Thursday, 21 February 2008

Early days

One of my best friends at Seatoun School (I had two best friends there, just lucky I guess) had a father who worked for one of the three big department stores in Wellington, James Smiths. Every year James Smiths put on a big Christmas parade that packed the city's streets with thousands of kids and their parents and my friend Bobby's Father made those floats and giant moving models and costumes of all kinds of story book characters.
I thought that must be the best job in the world, just wonderful!

One of my Father's friends was a commercial artist who did a logo for the Black Knight Licorice company. A medieval knight in black armour with a lance and riding a big black war horse. I was very impressed with this piece of art work and I thought that being a commercial artist must be the best job in the world!

When I wasn't reading or playing with the neighbour's kids in the pines or in the tracks and zig zags that went down through the bush to the sea I was drawing.

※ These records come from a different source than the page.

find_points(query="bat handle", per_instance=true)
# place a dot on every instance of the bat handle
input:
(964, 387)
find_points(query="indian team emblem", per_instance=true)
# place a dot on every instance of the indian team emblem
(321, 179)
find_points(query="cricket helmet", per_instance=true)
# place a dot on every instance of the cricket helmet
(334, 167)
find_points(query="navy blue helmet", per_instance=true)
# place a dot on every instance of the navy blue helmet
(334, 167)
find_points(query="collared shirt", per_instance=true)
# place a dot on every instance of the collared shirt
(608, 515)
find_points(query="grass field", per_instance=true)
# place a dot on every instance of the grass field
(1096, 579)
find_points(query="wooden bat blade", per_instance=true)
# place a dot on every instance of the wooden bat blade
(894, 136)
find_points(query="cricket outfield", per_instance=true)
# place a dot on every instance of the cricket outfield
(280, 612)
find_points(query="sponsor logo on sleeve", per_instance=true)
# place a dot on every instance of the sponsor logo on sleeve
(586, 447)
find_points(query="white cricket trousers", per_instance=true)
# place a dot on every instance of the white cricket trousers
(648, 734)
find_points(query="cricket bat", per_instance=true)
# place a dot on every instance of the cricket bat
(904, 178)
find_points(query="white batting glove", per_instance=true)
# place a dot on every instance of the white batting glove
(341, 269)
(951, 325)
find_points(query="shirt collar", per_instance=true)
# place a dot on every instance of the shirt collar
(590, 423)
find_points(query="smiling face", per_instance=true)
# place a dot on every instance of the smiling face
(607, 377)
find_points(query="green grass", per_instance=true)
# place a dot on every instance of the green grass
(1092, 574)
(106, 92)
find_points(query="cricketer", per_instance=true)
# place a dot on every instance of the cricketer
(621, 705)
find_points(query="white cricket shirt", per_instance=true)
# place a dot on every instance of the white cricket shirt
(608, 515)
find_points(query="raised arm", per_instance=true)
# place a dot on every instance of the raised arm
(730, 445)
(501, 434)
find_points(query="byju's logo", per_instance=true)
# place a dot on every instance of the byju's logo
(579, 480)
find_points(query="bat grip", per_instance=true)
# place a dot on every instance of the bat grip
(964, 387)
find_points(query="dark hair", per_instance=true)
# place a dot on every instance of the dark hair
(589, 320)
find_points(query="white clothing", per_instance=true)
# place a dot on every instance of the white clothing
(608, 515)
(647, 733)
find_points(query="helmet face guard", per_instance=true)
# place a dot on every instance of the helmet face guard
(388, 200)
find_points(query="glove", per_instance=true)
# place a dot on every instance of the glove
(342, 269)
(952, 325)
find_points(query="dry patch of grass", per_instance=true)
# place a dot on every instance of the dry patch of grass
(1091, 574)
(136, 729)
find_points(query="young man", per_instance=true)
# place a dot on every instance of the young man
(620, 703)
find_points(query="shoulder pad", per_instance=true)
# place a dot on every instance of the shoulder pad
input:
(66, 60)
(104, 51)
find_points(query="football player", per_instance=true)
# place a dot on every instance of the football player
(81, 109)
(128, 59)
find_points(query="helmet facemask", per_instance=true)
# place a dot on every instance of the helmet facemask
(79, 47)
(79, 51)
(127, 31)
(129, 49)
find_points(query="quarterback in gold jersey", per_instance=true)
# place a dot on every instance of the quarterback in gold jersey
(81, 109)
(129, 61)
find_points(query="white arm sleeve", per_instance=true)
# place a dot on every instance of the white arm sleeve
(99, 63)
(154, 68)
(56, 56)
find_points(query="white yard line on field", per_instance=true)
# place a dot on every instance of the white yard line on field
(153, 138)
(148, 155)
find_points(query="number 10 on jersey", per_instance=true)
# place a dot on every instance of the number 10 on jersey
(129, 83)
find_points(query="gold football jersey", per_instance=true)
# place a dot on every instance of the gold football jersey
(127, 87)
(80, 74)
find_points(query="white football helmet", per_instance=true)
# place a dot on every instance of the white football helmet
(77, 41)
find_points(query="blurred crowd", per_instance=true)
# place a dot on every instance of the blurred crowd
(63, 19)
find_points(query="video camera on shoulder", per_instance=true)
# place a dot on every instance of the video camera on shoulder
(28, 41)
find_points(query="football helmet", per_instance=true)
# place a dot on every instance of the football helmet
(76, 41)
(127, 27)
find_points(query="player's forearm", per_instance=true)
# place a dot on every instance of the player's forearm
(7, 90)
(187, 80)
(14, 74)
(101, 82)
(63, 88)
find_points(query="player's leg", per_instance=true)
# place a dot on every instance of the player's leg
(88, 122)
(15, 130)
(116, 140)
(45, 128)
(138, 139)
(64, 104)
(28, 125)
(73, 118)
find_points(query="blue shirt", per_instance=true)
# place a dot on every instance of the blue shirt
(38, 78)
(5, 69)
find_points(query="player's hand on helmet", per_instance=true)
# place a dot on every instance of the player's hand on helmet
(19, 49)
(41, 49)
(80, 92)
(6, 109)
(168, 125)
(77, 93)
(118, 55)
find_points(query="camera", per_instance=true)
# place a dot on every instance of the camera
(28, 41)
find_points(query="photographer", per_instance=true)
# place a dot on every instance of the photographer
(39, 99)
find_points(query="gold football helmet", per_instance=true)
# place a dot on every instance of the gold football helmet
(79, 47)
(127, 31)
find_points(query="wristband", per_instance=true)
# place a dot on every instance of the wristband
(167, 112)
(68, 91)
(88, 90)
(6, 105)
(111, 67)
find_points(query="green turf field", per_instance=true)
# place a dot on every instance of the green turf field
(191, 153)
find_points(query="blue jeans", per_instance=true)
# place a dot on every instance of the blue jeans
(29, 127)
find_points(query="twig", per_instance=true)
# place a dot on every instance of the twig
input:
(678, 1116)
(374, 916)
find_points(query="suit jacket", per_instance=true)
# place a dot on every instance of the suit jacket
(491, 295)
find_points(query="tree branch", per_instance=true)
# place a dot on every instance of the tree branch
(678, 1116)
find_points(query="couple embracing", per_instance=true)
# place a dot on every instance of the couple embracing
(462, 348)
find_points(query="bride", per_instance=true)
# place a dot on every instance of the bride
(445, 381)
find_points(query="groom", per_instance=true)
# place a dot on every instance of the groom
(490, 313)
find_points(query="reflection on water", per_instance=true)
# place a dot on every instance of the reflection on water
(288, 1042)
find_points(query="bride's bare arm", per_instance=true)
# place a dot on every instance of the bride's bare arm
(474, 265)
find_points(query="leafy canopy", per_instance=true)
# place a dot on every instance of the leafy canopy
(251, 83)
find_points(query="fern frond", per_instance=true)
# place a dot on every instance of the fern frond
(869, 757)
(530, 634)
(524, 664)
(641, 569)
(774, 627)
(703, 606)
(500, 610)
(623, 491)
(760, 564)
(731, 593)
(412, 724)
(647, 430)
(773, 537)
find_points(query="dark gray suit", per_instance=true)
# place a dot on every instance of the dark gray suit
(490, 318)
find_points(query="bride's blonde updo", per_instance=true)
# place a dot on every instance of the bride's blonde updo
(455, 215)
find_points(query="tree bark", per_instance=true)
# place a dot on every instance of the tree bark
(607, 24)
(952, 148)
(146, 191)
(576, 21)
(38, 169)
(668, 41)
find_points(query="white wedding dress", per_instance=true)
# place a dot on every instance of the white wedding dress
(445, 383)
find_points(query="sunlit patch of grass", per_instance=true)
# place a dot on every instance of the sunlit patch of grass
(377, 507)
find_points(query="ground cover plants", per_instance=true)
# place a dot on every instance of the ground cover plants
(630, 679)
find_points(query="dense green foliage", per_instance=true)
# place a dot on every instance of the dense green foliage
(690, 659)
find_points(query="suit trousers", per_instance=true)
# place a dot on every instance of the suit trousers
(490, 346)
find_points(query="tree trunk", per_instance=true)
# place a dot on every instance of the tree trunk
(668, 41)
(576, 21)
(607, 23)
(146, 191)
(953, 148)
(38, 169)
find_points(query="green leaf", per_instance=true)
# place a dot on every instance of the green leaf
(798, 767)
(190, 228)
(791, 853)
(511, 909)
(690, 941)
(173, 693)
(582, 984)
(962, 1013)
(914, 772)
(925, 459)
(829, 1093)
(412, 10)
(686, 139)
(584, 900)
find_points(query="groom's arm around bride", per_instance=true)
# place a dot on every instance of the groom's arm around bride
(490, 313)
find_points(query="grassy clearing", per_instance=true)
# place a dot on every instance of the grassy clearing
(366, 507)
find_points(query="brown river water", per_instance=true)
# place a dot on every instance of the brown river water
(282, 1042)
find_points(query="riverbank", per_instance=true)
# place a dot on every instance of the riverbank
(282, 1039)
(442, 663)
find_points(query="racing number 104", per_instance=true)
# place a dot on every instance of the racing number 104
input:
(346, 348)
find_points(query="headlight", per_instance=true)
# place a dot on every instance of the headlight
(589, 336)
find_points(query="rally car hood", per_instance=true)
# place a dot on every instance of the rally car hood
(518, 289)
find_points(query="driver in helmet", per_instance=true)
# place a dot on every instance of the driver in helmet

Drawing was something I liked to do and my Father kept me supplied with A5 notepads and pencils from a friend of his who worked at a big place called Commercial Print. I went through a lot of those pads and pencils.

Reading and drawing came together in comics and the comics that really inspired me were English war comics. What those artists could do with black ink on white paper was amazing to me. A blinding white hot explosion in the hot desert sun as a tank took a direct hit, the dark interior of a doomed English bomber trying desperately to get home through the black winter skies over Germany. All drawn with accuracy and attention to detail.

Much later I made, with a friend, a float for a St. Patricks day parade, I've created a couple of business logos and I have a story that could become a graphic novel but my life as an artist mostly revolves around murals and portraits.